The first signs of this were consolidations. Multi-casino groups closed down some of their poker rooms and drove traffic to single sites

Then the Mirage poker room was converted to slots, a change we found out will now be rendered permanent. And Sheldon Adelson started to make noises like he was looking to full-on sell the Venetian off for parts. Along with the rest of his Nevada properties.

California dreaming

The rot has spread to Cali now. The Pala Resort & Casino has closed its poker room permanently and will be reopening it as The Asian Gaming Room. It will be smoke-free which is nice. But in place of poker, it will be putting on table games. The kind that you're more likely to find spread at the Venetian in Macau rather than the one in Las Vegas.

The Pala is advertising baccarat, face-up pai gow, queens dragon pai gow, and double deck blackjack in the new room. The minimum bet at these tables will be $25 per hand. So, it’ll be a relatively upscale joint.

If you’re looking for a skill game, a double-deck is no poker, but it’s a lot easier to gain an edge by counting cards with two decks than your typical six- to eight-deck game.
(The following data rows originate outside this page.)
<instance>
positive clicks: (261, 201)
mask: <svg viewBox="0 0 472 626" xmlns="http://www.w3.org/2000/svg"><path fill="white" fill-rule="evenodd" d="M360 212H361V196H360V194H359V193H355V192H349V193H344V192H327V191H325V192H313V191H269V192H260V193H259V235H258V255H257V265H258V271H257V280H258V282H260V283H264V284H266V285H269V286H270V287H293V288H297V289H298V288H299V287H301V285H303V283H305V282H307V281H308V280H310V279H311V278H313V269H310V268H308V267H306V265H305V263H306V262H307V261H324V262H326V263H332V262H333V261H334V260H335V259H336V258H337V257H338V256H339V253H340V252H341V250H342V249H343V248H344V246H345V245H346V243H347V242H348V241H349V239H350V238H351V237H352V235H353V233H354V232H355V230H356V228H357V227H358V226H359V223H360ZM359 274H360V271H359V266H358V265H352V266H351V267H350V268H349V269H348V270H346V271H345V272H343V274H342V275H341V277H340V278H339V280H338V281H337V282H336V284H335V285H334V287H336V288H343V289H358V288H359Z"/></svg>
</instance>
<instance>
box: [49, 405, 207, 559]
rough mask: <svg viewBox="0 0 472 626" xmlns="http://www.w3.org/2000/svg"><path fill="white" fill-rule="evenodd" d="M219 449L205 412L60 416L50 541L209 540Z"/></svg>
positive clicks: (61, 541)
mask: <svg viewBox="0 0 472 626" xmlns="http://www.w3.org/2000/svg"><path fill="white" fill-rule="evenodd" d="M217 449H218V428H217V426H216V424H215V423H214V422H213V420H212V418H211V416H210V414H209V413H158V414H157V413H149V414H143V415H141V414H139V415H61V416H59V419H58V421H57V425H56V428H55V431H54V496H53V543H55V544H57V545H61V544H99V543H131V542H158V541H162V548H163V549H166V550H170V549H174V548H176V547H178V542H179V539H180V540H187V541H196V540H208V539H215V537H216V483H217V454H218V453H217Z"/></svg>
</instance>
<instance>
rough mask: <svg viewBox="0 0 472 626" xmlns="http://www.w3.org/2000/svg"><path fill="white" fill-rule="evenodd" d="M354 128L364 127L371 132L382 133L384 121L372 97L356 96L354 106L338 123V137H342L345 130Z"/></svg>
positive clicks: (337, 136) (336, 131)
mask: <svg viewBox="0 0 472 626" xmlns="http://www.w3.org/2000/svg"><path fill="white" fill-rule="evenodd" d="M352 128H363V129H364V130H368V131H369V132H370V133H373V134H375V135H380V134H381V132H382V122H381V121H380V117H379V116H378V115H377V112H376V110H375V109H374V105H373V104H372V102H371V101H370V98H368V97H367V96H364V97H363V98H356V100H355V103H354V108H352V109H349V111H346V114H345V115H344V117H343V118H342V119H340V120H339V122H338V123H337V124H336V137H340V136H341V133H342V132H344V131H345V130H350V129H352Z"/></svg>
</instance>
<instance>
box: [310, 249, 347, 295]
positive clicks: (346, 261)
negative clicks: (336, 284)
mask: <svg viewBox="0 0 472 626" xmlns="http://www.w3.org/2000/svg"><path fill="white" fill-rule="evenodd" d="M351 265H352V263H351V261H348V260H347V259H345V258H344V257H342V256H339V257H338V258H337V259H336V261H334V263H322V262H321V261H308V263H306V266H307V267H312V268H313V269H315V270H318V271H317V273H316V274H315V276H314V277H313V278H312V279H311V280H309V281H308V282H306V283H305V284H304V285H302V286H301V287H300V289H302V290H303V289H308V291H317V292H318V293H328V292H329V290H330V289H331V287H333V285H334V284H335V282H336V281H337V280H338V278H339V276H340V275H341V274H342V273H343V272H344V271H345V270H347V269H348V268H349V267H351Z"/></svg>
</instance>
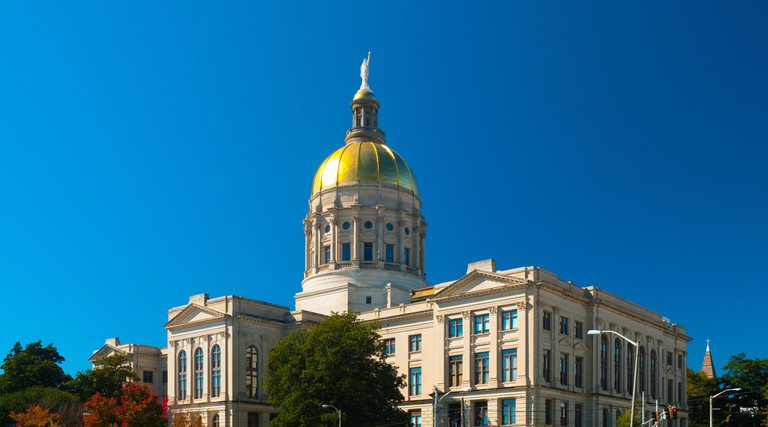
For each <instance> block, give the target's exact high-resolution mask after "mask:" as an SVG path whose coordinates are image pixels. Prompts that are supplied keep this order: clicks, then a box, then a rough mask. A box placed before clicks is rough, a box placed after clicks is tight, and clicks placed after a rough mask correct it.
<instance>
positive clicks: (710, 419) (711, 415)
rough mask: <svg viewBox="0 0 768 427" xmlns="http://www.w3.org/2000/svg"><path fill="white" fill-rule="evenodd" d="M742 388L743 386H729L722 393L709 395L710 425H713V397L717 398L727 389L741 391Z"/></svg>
mask: <svg viewBox="0 0 768 427" xmlns="http://www.w3.org/2000/svg"><path fill="white" fill-rule="evenodd" d="M739 390H741V387H736V388H727V389H725V390H723V391H721V392H720V393H717V394H716V395H714V396H709V427H712V399H714V398H716V397H717V396H720V395H721V394H723V393H725V392H726V391H739Z"/></svg>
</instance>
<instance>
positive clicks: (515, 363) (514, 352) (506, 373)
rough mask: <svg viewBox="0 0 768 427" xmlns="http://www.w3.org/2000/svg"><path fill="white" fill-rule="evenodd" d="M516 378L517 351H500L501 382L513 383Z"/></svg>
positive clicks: (510, 350) (516, 375)
mask: <svg viewBox="0 0 768 427" xmlns="http://www.w3.org/2000/svg"><path fill="white" fill-rule="evenodd" d="M515 378H517V349H516V348H512V349H509V350H502V351H501V380H502V381H514V380H515Z"/></svg>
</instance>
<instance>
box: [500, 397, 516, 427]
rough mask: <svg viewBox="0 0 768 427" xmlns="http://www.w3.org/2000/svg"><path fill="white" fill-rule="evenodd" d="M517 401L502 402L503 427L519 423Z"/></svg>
mask: <svg viewBox="0 0 768 427" xmlns="http://www.w3.org/2000/svg"><path fill="white" fill-rule="evenodd" d="M515 403H516V402H515V399H505V400H502V401H501V423H502V424H503V425H509V424H515V423H516V422H517V414H516V411H517V409H516V406H517V405H516V404H515Z"/></svg>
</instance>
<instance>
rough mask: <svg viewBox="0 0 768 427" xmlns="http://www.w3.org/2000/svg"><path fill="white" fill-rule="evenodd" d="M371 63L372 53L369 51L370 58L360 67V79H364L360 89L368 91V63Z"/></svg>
mask: <svg viewBox="0 0 768 427" xmlns="http://www.w3.org/2000/svg"><path fill="white" fill-rule="evenodd" d="M369 62H371V52H370V51H368V58H365V59H363V65H361V66H360V77H362V78H363V84H362V85H360V89H361V90H362V89H368V90H370V88H369V87H368V63H369Z"/></svg>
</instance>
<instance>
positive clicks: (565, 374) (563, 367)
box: [560, 353, 568, 385]
mask: <svg viewBox="0 0 768 427" xmlns="http://www.w3.org/2000/svg"><path fill="white" fill-rule="evenodd" d="M560 385H568V354H566V353H560Z"/></svg>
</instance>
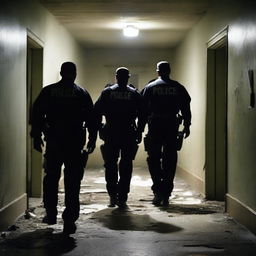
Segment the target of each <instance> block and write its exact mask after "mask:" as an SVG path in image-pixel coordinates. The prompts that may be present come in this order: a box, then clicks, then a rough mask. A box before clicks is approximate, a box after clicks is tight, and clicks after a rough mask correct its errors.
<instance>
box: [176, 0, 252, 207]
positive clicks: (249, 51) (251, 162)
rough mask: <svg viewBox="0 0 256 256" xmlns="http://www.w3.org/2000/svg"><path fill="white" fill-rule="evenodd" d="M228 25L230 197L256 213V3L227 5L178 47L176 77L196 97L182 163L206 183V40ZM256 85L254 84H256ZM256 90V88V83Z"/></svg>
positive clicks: (193, 31) (233, 4) (227, 25)
mask: <svg viewBox="0 0 256 256" xmlns="http://www.w3.org/2000/svg"><path fill="white" fill-rule="evenodd" d="M226 26H228V31H229V32H228V48H229V50H228V120H227V121H228V149H227V150H228V167H227V175H228V177H227V179H228V184H227V185H228V188H227V189H228V191H227V192H228V193H229V194H231V195H232V196H234V197H235V198H236V199H237V200H238V201H240V202H241V203H242V204H245V205H246V206H248V207H249V208H250V209H252V210H254V211H255V210H256V201H255V196H256V186H255V179H256V172H255V153H256V139H255V136H254V134H255V128H256V109H255V108H253V109H250V108H249V104H250V102H249V100H250V85H249V79H248V70H249V69H252V70H254V75H256V71H255V69H256V61H255V59H256V58H255V57H256V53H255V52H256V30H255V28H256V15H255V4H254V3H253V1H243V2H242V1H222V2H221V3H218V5H217V6H216V7H215V8H213V9H212V10H211V11H210V12H209V13H208V14H207V15H206V16H205V17H204V18H203V19H202V20H201V21H200V22H199V23H198V24H197V25H196V26H195V27H194V28H193V29H192V30H191V31H190V32H189V34H188V35H187V37H186V38H185V40H184V41H183V42H182V44H180V45H179V46H178V48H177V49H176V56H175V65H174V69H173V70H174V73H173V77H174V78H175V79H177V80H179V81H180V82H182V83H183V84H184V85H186V87H187V89H188V91H189V93H190V94H191V97H192V104H191V105H192V115H193V117H192V127H191V137H190V138H189V139H188V140H187V141H185V143H184V148H183V150H182V152H181V153H180V156H179V165H180V166H181V167H182V168H183V169H185V170H186V171H188V172H189V173H191V174H192V175H194V176H196V177H198V178H199V179H201V180H203V181H204V178H205V170H204V165H205V121H206V119H205V118H206V100H207V99H206V89H207V84H206V74H207V42H208V41H209V40H210V38H212V37H213V36H214V35H215V34H216V33H218V32H219V31H221V30H222V29H223V28H224V27H226ZM254 84H255V82H254ZM254 86H255V85H254Z"/></svg>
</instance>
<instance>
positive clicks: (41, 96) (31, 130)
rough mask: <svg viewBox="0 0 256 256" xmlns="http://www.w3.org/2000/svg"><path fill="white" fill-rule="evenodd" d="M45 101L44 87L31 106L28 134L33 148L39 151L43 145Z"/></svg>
mask: <svg viewBox="0 0 256 256" xmlns="http://www.w3.org/2000/svg"><path fill="white" fill-rule="evenodd" d="M47 102H48V100H47V92H46V90H45V89H42V91H41V92H40V94H39V96H38V97H37V98H36V100H35V102H34V104H33V107H32V115H31V132H30V136H31V137H32V138H33V143H34V149H35V150H37V151H39V152H42V147H43V145H44V143H43V141H42V131H43V129H44V126H45V114H46V104H47Z"/></svg>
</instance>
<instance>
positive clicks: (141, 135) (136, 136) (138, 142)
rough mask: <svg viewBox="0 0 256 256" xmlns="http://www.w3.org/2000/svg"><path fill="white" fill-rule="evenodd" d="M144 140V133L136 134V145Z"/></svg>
mask: <svg viewBox="0 0 256 256" xmlns="http://www.w3.org/2000/svg"><path fill="white" fill-rule="evenodd" d="M141 140H142V133H141V132H137V133H136V143H137V144H140V143H141Z"/></svg>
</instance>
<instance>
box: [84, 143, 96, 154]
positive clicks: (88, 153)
mask: <svg viewBox="0 0 256 256" xmlns="http://www.w3.org/2000/svg"><path fill="white" fill-rule="evenodd" d="M86 148H87V153H88V154H91V153H92V152H93V151H94V149H95V143H92V142H90V141H88V143H87V146H86Z"/></svg>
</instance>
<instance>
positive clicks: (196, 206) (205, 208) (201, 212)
mask: <svg viewBox="0 0 256 256" xmlns="http://www.w3.org/2000/svg"><path fill="white" fill-rule="evenodd" d="M159 209H160V210H162V211H166V212H168V213H176V214H199V215H200V214H213V213H218V212H223V210H222V209H217V208H216V207H214V206H213V207H211V206H209V205H202V204H170V205H169V206H167V207H159Z"/></svg>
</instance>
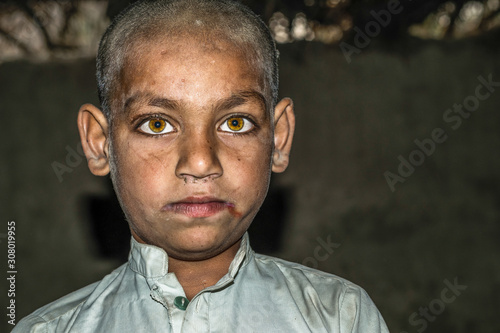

The Pala is located just outside San Diego on the Pala Indian Reservation. It is owned by the Pala Band of Mission Indians. And most likely is making the move to cater to the roughly 330k Americans in San Diego who identify as ethnically Asian (about 11% of the city’s total population).

Goodbye to all that

Coley McAvoy, a spokesperson for the Pala, told the Press-Enterprise that the move was largely due to the difficulty of maintaining social distancing at a poker table. 

However, it probably has more to do with the fact that poker is not the most cost-effective casino game to spread. The hand per hour is lower than blackjack and the rake is lower than roulette. There’s no fold option for players of craps, and baccarat spreads a higher average bet.

McAvoy does also allow that “we’ve just seen that there was more of a demand for the traditional table games than we saw in the poker product so we felt that it would be a better utilization of that space.” 

This increased demand has been driven by the closing of other casinos in California. Degens gotta degen. And they're happy to drive out of the city to get their fix.